Presiden Brasil Ngotot Putrinya Tak Akan Divaksin Corona

Rita Uli Hutapea - detikNews
Selasa, 28 Des 2021 15:24 WIB
Brazils President Jair Bolsonaro attends a ceremony on the National Day of People with Disabilities, at the Planalto presidential palace, in Brasilia, Brazil, Monday, Sept. 27, 2021. (AP Photo/Eraldo Peres)
Presiden Brasil Jair Bolsonaro (Foto: AP Photo/Eraldo Peres)
Jakarta -

Presiden Brasil Jair Bolsonaro bersikeras bahwa putrinya yang berusia 11 tahun tidak akan diberikan suntikan vaksin COVID-19. Pemimpin Brasil itu mempertahankan sikap antivaksin yang telah menuai kritik dari para akar kesehatan masyarakat.

Seperti diberitakan Reuters dan Channel News Asia, Selasa (28/12/2021), pemimpin sayap kanan itu menambahkan bahwa Menteri Kesehatan negara itu, Marcelo Queiroga, akan menyampaikan pada 5 Januari 2022 mengenai detail kampanye vaksinasi Corona untuk anak berusia 5 hingga 11 tahun, yang telah disetujui awal bulan ini.

"Anak-anak tidak meninggal dengan cara yang membenarkan vaksin untuk anak-anak," katanya kepada wartawan di negara bagian Santa Catarina, Brasil selatan.
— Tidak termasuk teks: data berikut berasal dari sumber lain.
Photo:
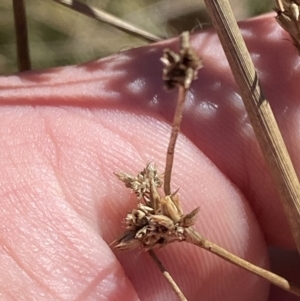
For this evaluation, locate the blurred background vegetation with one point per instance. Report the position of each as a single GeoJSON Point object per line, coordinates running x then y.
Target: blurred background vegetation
{"type": "Point", "coordinates": [59, 36]}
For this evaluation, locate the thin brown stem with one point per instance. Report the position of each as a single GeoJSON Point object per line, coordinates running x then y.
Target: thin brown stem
{"type": "Point", "coordinates": [198, 240]}
{"type": "Point", "coordinates": [21, 35]}
{"type": "Point", "coordinates": [259, 111]}
{"type": "Point", "coordinates": [105, 17]}
{"type": "Point", "coordinates": [169, 278]}
{"type": "Point", "coordinates": [174, 134]}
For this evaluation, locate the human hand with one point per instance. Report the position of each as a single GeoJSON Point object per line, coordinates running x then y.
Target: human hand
{"type": "Point", "coordinates": [65, 131]}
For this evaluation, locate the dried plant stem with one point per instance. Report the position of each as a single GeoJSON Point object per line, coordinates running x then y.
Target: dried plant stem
{"type": "Point", "coordinates": [174, 134]}
{"type": "Point", "coordinates": [197, 239]}
{"type": "Point", "coordinates": [259, 111]}
{"type": "Point", "coordinates": [169, 278]}
{"type": "Point", "coordinates": [21, 35]}
{"type": "Point", "coordinates": [109, 19]}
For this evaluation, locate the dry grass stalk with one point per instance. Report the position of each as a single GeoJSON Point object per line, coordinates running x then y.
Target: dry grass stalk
{"type": "Point", "coordinates": [21, 35]}
{"type": "Point", "coordinates": [166, 274]}
{"type": "Point", "coordinates": [105, 17]}
{"type": "Point", "coordinates": [288, 18]}
{"type": "Point", "coordinates": [160, 220]}
{"type": "Point", "coordinates": [259, 111]}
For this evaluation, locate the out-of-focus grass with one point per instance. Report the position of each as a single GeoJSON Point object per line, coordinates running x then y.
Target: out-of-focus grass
{"type": "Point", "coordinates": [59, 36]}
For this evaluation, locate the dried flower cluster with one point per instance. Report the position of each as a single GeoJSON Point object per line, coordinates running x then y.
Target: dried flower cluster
{"type": "Point", "coordinates": [288, 18]}
{"type": "Point", "coordinates": [159, 219]}
{"type": "Point", "coordinates": [180, 69]}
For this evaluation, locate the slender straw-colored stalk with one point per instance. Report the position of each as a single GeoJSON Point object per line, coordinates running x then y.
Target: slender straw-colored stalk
{"type": "Point", "coordinates": [174, 134]}
{"type": "Point", "coordinates": [105, 17]}
{"type": "Point", "coordinates": [21, 35]}
{"type": "Point", "coordinates": [169, 278]}
{"type": "Point", "coordinates": [259, 111]}
{"type": "Point", "coordinates": [197, 239]}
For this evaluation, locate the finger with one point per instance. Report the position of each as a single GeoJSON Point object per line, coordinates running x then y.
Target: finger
{"type": "Point", "coordinates": [215, 118]}
{"type": "Point", "coordinates": [59, 189]}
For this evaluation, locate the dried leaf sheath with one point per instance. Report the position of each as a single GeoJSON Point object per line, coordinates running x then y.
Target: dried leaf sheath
{"type": "Point", "coordinates": [288, 13]}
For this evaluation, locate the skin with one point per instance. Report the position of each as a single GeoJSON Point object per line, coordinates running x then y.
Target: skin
{"type": "Point", "coordinates": [64, 131]}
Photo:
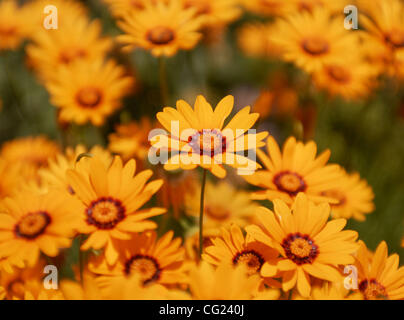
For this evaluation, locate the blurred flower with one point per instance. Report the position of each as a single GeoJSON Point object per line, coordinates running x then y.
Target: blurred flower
{"type": "Point", "coordinates": [27, 155]}
{"type": "Point", "coordinates": [111, 198]}
{"type": "Point", "coordinates": [379, 277]}
{"type": "Point", "coordinates": [13, 25]}
{"type": "Point", "coordinates": [311, 40]}
{"type": "Point", "coordinates": [355, 197]}
{"type": "Point", "coordinates": [30, 224]}
{"type": "Point", "coordinates": [331, 291]}
{"type": "Point", "coordinates": [10, 178]}
{"type": "Point", "coordinates": [89, 91]}
{"type": "Point", "coordinates": [162, 28]}
{"type": "Point", "coordinates": [153, 260]}
{"type": "Point", "coordinates": [348, 79]}
{"type": "Point", "coordinates": [132, 288]}
{"type": "Point", "coordinates": [203, 141]}
{"type": "Point", "coordinates": [175, 188]}
{"type": "Point", "coordinates": [309, 245]}
{"type": "Point", "coordinates": [53, 49]}
{"type": "Point", "coordinates": [70, 12]}
{"type": "Point", "coordinates": [254, 40]}
{"type": "Point", "coordinates": [37, 291]}
{"type": "Point", "coordinates": [88, 290]}
{"type": "Point", "coordinates": [336, 6]}
{"type": "Point", "coordinates": [16, 280]}
{"type": "Point", "coordinates": [54, 176]}
{"type": "Point", "coordinates": [294, 170]}
{"type": "Point", "coordinates": [386, 23]}
{"type": "Point", "coordinates": [120, 8]}
{"type": "Point", "coordinates": [131, 140]}
{"type": "Point", "coordinates": [266, 7]}
{"type": "Point", "coordinates": [235, 249]}
{"type": "Point", "coordinates": [216, 13]}
{"type": "Point", "coordinates": [224, 205]}
{"type": "Point", "coordinates": [224, 283]}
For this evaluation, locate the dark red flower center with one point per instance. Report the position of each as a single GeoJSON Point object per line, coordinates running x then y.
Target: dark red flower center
{"type": "Point", "coordinates": [300, 248]}
{"type": "Point", "coordinates": [32, 225]}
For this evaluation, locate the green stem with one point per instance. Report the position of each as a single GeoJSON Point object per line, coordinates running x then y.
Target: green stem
{"type": "Point", "coordinates": [81, 258]}
{"type": "Point", "coordinates": [201, 210]}
{"type": "Point", "coordinates": [163, 81]}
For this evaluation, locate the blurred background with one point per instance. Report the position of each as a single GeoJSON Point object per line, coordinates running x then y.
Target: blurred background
{"type": "Point", "coordinates": [366, 136]}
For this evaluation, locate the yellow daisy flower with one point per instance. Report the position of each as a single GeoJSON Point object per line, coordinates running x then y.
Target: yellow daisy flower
{"type": "Point", "coordinates": [120, 8]}
{"type": "Point", "coordinates": [10, 178]}
{"type": "Point", "coordinates": [233, 248]}
{"type": "Point", "coordinates": [36, 291]}
{"type": "Point", "coordinates": [295, 169]}
{"type": "Point", "coordinates": [131, 140]}
{"type": "Point", "coordinates": [202, 139]}
{"type": "Point", "coordinates": [336, 6]}
{"type": "Point", "coordinates": [379, 276]}
{"type": "Point", "coordinates": [254, 40]}
{"type": "Point", "coordinates": [111, 198]}
{"type": "Point", "coordinates": [330, 291]}
{"type": "Point", "coordinates": [266, 7]}
{"type": "Point", "coordinates": [30, 224]}
{"type": "Point", "coordinates": [354, 196]}
{"type": "Point", "coordinates": [132, 288]}
{"type": "Point", "coordinates": [89, 91]}
{"type": "Point", "coordinates": [215, 13]}
{"type": "Point", "coordinates": [162, 28]}
{"type": "Point", "coordinates": [153, 260]}
{"type": "Point", "coordinates": [350, 80]}
{"type": "Point", "coordinates": [311, 40]}
{"type": "Point", "coordinates": [224, 205]}
{"type": "Point", "coordinates": [175, 189]}
{"type": "Point", "coordinates": [52, 49]}
{"type": "Point", "coordinates": [88, 290]}
{"type": "Point", "coordinates": [54, 176]}
{"type": "Point", "coordinates": [13, 25]}
{"type": "Point", "coordinates": [69, 13]}
{"type": "Point", "coordinates": [386, 23]}
{"type": "Point", "coordinates": [15, 280]}
{"type": "Point", "coordinates": [308, 244]}
{"type": "Point", "coordinates": [223, 283]}
{"type": "Point", "coordinates": [27, 155]}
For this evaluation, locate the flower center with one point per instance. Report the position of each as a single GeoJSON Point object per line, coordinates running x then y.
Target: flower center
{"type": "Point", "coordinates": [337, 195]}
{"type": "Point", "coordinates": [315, 46]}
{"type": "Point", "coordinates": [300, 248]}
{"type": "Point", "coordinates": [289, 182]}
{"type": "Point", "coordinates": [32, 225]}
{"type": "Point", "coordinates": [160, 35]}
{"type": "Point", "coordinates": [105, 213]}
{"type": "Point", "coordinates": [147, 267]}
{"type": "Point", "coordinates": [89, 97]}
{"type": "Point", "coordinates": [208, 142]}
{"type": "Point", "coordinates": [372, 290]}
{"type": "Point", "coordinates": [202, 7]}
{"type": "Point", "coordinates": [395, 38]}
{"type": "Point", "coordinates": [69, 54]}
{"type": "Point", "coordinates": [338, 73]}
{"type": "Point", "coordinates": [251, 259]}
{"type": "Point", "coordinates": [217, 212]}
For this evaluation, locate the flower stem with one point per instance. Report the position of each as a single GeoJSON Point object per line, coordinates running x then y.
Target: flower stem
{"type": "Point", "coordinates": [163, 81]}
{"type": "Point", "coordinates": [81, 258]}
{"type": "Point", "coordinates": [201, 210]}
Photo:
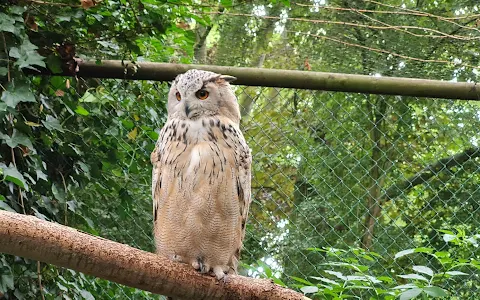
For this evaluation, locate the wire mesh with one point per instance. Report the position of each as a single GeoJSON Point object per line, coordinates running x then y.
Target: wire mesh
{"type": "Point", "coordinates": [330, 170]}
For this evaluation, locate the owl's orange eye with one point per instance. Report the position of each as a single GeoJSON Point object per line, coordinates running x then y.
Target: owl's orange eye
{"type": "Point", "coordinates": [202, 94]}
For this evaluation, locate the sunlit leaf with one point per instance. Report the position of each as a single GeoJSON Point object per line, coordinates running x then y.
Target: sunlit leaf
{"type": "Point", "coordinates": [14, 95]}
{"type": "Point", "coordinates": [132, 135]}
{"type": "Point", "coordinates": [309, 289]}
{"type": "Point", "coordinates": [423, 269]}
{"type": "Point", "coordinates": [413, 276]}
{"type": "Point", "coordinates": [11, 174]}
{"type": "Point", "coordinates": [51, 123]}
{"type": "Point", "coordinates": [410, 294]}
{"type": "Point", "coordinates": [435, 291]}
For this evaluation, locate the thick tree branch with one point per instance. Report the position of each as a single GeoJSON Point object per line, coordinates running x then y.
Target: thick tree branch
{"type": "Point", "coordinates": [63, 246]}
{"type": "Point", "coordinates": [285, 79]}
{"type": "Point", "coordinates": [429, 171]}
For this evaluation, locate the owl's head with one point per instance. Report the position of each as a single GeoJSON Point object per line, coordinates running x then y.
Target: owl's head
{"type": "Point", "coordinates": [198, 93]}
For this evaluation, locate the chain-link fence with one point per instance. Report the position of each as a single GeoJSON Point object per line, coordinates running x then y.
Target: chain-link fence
{"type": "Point", "coordinates": [334, 174]}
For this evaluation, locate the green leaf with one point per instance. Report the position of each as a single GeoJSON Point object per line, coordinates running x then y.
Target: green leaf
{"type": "Point", "coordinates": [455, 273]}
{"type": "Point", "coordinates": [54, 64]}
{"type": "Point", "coordinates": [86, 295]}
{"type": "Point", "coordinates": [14, 95]}
{"type": "Point", "coordinates": [423, 269]}
{"type": "Point", "coordinates": [413, 276]}
{"type": "Point", "coordinates": [449, 237]}
{"type": "Point", "coordinates": [404, 252]}
{"type": "Point", "coordinates": [3, 71]}
{"type": "Point", "coordinates": [11, 174]}
{"type": "Point", "coordinates": [435, 291]}
{"type": "Point", "coordinates": [301, 280]}
{"type": "Point", "coordinates": [81, 111]}
{"type": "Point", "coordinates": [309, 289]}
{"type": "Point", "coordinates": [51, 123]}
{"type": "Point", "coordinates": [89, 98]}
{"type": "Point", "coordinates": [410, 294]}
{"type": "Point", "coordinates": [326, 280]}
{"type": "Point", "coordinates": [41, 175]}
{"type": "Point", "coordinates": [7, 23]}
{"type": "Point", "coordinates": [27, 56]}
{"type": "Point", "coordinates": [16, 139]}
{"type": "Point", "coordinates": [4, 205]}
{"type": "Point", "coordinates": [6, 281]}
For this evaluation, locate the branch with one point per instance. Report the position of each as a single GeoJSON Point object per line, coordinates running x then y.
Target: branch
{"type": "Point", "coordinates": [429, 171]}
{"type": "Point", "coordinates": [382, 50]}
{"type": "Point", "coordinates": [63, 246]}
{"type": "Point", "coordinates": [388, 27]}
{"type": "Point", "coordinates": [284, 78]}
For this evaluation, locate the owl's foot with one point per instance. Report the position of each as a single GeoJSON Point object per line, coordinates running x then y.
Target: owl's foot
{"type": "Point", "coordinates": [200, 265]}
{"type": "Point", "coordinates": [220, 272]}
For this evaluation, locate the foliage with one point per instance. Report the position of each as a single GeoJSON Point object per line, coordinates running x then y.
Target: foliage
{"type": "Point", "coordinates": [76, 151]}
{"type": "Point", "coordinates": [352, 274]}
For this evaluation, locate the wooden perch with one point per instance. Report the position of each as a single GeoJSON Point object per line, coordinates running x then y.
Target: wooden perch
{"type": "Point", "coordinates": [63, 246]}
{"type": "Point", "coordinates": [284, 79]}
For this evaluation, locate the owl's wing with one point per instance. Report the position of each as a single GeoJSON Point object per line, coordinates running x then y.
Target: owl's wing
{"type": "Point", "coordinates": [156, 177]}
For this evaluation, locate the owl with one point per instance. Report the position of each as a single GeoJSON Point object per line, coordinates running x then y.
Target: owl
{"type": "Point", "coordinates": [201, 175]}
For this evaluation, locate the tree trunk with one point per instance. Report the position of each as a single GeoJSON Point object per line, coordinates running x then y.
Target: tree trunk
{"type": "Point", "coordinates": [377, 173]}
{"type": "Point", "coordinates": [63, 246]}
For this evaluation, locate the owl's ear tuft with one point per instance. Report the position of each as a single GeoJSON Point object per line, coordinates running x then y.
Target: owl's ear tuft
{"type": "Point", "coordinates": [227, 78]}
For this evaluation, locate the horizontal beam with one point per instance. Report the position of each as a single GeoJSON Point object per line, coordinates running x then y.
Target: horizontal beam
{"type": "Point", "coordinates": [288, 79]}
{"type": "Point", "coordinates": [30, 237]}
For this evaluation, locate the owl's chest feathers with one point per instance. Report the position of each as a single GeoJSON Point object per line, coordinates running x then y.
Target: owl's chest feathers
{"type": "Point", "coordinates": [206, 146]}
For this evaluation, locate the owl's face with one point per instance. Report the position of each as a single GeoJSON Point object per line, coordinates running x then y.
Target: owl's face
{"type": "Point", "coordinates": [198, 93]}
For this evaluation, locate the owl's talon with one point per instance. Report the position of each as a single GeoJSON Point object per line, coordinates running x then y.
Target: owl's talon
{"type": "Point", "coordinates": [219, 272]}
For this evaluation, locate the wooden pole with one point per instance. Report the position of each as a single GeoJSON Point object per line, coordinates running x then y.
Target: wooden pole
{"type": "Point", "coordinates": [287, 79]}
{"type": "Point", "coordinates": [30, 237]}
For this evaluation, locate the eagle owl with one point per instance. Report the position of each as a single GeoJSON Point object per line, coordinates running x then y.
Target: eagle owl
{"type": "Point", "coordinates": [201, 175]}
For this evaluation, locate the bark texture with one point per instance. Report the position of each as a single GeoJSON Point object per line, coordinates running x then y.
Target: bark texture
{"type": "Point", "coordinates": [30, 237]}
{"type": "Point", "coordinates": [285, 79]}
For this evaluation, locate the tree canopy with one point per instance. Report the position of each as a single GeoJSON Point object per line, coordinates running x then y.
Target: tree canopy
{"type": "Point", "coordinates": [341, 181]}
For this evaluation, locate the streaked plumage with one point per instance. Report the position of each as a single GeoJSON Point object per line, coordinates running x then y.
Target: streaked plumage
{"type": "Point", "coordinates": [201, 175]}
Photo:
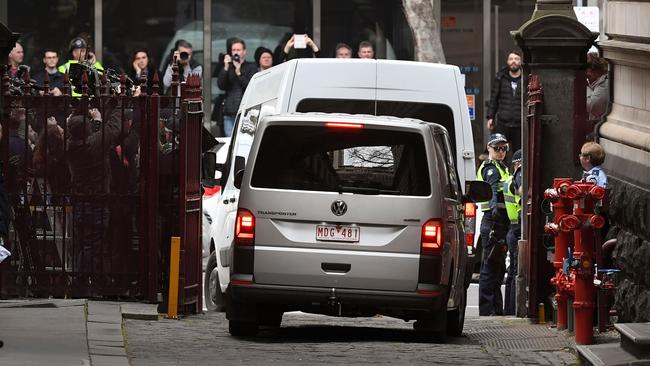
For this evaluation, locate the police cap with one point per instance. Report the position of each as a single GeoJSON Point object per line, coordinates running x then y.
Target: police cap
{"type": "Point", "coordinates": [496, 138]}
{"type": "Point", "coordinates": [78, 42]}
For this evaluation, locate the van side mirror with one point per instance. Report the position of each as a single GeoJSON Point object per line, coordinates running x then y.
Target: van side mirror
{"type": "Point", "coordinates": [208, 164]}
{"type": "Point", "coordinates": [477, 191]}
{"type": "Point", "coordinates": [240, 165]}
{"type": "Point", "coordinates": [238, 178]}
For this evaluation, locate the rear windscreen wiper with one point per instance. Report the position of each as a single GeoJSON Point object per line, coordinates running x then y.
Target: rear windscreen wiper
{"type": "Point", "coordinates": [365, 190]}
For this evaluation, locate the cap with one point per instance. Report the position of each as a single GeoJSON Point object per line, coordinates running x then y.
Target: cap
{"type": "Point", "coordinates": [77, 42]}
{"type": "Point", "coordinates": [495, 138]}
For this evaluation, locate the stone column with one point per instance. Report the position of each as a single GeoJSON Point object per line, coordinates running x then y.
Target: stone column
{"type": "Point", "coordinates": [554, 46]}
{"type": "Point", "coordinates": [625, 136]}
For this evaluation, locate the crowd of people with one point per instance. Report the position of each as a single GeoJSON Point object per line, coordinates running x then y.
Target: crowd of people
{"type": "Point", "coordinates": [234, 71]}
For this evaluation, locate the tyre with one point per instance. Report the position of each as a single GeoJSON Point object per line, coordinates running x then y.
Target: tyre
{"type": "Point", "coordinates": [214, 298]}
{"type": "Point", "coordinates": [456, 318]}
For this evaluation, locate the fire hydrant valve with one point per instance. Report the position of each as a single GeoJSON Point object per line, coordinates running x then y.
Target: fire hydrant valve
{"type": "Point", "coordinates": [597, 221]}
{"type": "Point", "coordinates": [569, 223]}
{"type": "Point", "coordinates": [597, 193]}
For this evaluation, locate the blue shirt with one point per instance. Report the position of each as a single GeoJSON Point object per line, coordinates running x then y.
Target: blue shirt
{"type": "Point", "coordinates": [595, 175]}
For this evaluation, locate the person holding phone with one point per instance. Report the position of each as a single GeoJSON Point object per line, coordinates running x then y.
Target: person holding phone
{"type": "Point", "coordinates": [299, 46]}
{"type": "Point", "coordinates": [233, 78]}
{"type": "Point", "coordinates": [187, 66]}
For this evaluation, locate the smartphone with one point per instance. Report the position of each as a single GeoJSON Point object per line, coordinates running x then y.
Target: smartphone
{"type": "Point", "coordinates": [299, 41]}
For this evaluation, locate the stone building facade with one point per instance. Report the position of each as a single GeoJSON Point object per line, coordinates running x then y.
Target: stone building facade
{"type": "Point", "coordinates": [625, 135]}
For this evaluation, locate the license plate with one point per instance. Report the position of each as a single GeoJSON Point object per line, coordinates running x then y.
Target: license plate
{"type": "Point", "coordinates": [338, 233]}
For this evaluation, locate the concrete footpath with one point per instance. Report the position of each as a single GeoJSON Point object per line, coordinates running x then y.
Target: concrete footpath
{"type": "Point", "coordinates": [61, 332]}
{"type": "Point", "coordinates": [98, 333]}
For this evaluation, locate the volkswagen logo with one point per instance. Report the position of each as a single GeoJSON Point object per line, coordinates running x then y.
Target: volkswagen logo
{"type": "Point", "coordinates": [339, 207]}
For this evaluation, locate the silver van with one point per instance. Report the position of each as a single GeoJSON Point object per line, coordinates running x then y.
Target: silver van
{"type": "Point", "coordinates": [405, 89]}
{"type": "Point", "coordinates": [349, 215]}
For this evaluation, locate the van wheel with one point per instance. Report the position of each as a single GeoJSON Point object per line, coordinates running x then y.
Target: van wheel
{"type": "Point", "coordinates": [214, 298]}
{"type": "Point", "coordinates": [241, 329]}
{"type": "Point", "coordinates": [456, 318]}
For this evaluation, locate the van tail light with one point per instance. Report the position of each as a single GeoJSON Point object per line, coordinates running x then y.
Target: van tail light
{"type": "Point", "coordinates": [244, 228]}
{"type": "Point", "coordinates": [210, 191]}
{"type": "Point", "coordinates": [431, 243]}
{"type": "Point", "coordinates": [470, 225]}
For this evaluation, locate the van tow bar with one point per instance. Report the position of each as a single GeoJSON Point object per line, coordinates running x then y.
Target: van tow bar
{"type": "Point", "coordinates": [334, 303]}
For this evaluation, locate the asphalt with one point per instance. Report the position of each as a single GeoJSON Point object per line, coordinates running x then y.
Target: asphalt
{"type": "Point", "coordinates": [81, 332]}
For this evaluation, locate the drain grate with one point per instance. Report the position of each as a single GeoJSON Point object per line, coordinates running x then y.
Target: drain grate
{"type": "Point", "coordinates": [529, 344]}
{"type": "Point", "coordinates": [518, 337]}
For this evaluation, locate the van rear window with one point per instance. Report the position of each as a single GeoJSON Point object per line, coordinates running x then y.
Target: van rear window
{"type": "Point", "coordinates": [364, 161]}
{"type": "Point", "coordinates": [431, 112]}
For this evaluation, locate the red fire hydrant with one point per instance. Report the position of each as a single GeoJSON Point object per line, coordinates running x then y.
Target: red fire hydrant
{"type": "Point", "coordinates": [584, 259]}
{"type": "Point", "coordinates": [561, 196]}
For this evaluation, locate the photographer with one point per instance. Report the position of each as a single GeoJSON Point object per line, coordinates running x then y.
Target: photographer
{"type": "Point", "coordinates": [299, 46]}
{"type": "Point", "coordinates": [142, 68]}
{"type": "Point", "coordinates": [187, 66]}
{"type": "Point", "coordinates": [233, 79]}
{"type": "Point", "coordinates": [90, 140]}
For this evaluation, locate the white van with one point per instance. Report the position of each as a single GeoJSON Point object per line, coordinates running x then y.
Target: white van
{"type": "Point", "coordinates": [428, 92]}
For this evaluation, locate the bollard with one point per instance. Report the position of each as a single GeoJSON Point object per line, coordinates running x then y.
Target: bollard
{"type": "Point", "coordinates": [541, 313]}
{"type": "Point", "coordinates": [174, 259]}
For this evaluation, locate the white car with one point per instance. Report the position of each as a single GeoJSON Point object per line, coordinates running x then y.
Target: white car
{"type": "Point", "coordinates": [211, 196]}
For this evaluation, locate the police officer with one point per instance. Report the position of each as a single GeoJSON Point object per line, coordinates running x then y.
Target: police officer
{"type": "Point", "coordinates": [512, 197]}
{"type": "Point", "coordinates": [79, 52]}
{"type": "Point", "coordinates": [494, 227]}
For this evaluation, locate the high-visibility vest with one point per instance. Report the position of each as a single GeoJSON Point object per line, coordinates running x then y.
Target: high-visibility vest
{"type": "Point", "coordinates": [512, 200]}
{"type": "Point", "coordinates": [504, 174]}
{"type": "Point", "coordinates": [66, 66]}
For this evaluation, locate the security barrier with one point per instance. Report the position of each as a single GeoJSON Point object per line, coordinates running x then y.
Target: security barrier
{"type": "Point", "coordinates": [98, 184]}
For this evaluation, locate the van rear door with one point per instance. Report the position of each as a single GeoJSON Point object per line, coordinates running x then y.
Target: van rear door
{"type": "Point", "coordinates": [340, 205]}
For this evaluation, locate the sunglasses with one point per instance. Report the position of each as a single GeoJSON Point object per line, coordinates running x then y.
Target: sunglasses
{"type": "Point", "coordinates": [500, 148]}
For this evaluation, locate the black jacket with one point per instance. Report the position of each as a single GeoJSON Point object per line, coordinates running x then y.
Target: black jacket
{"type": "Point", "coordinates": [234, 85]}
{"type": "Point", "coordinates": [87, 156]}
{"type": "Point", "coordinates": [505, 104]}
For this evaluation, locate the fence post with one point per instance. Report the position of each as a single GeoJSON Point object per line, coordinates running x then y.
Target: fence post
{"type": "Point", "coordinates": [7, 43]}
{"type": "Point", "coordinates": [190, 194]}
{"type": "Point", "coordinates": [149, 274]}
{"type": "Point", "coordinates": [174, 259]}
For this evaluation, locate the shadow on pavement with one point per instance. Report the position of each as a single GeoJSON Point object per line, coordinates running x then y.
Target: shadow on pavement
{"type": "Point", "coordinates": [333, 333]}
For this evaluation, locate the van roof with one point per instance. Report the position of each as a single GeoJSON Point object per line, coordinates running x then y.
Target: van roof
{"type": "Point", "coordinates": [356, 118]}
{"type": "Point", "coordinates": [410, 64]}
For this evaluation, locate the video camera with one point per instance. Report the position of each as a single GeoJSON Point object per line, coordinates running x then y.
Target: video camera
{"type": "Point", "coordinates": [94, 79]}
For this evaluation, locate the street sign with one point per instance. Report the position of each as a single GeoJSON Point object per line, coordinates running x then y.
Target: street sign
{"type": "Point", "coordinates": [471, 106]}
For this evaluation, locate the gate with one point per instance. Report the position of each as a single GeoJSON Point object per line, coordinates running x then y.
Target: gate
{"type": "Point", "coordinates": [97, 186]}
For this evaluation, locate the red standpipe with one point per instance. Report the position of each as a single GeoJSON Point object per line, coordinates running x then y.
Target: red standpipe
{"type": "Point", "coordinates": [561, 198]}
{"type": "Point", "coordinates": [584, 260]}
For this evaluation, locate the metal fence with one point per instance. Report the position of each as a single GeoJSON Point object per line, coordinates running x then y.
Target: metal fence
{"type": "Point", "coordinates": [98, 180]}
Vaksinasi anak-anak telah menjadi topik hangat di Brasil, di mana para pendukung kuat Bolsonaro sangat menentang tindakan itu, bahkan ketika sebagian besar penduduk Brasil mendukung vaksin COVID-19.

Pada bulan Oktober, regulator kesehatan nasional Anvisa mengatakan para pekerjanya telah menerima ancaman pembunuhan terkait masalah ini. Ketika Anvisa menyetujui vaksinasi untuk anak berusia 5 hingga 11 tahun, Bolsonaro memicu kontroversi dengan mengatakan dia ingin mengumumkan nama pejabat yang telah menandatangani persetujuan tersebut.

Pada 23 Desember, Queiroga, Menteri Kesehatan Brasil, memicu kontroversi lebih lanjut dengan mengatakan bahwa jumlah kematian COVID-19 di antara anak-anak tidak membenarkan otorisasi darurat untuk vaksinasi. Dia kemudian mengatakan bahwa vaksin virus Corona untuk anak-anak akan memerlukan resep dokter, yang langsung ditentang oleh para pejabat kesehatan lainnya.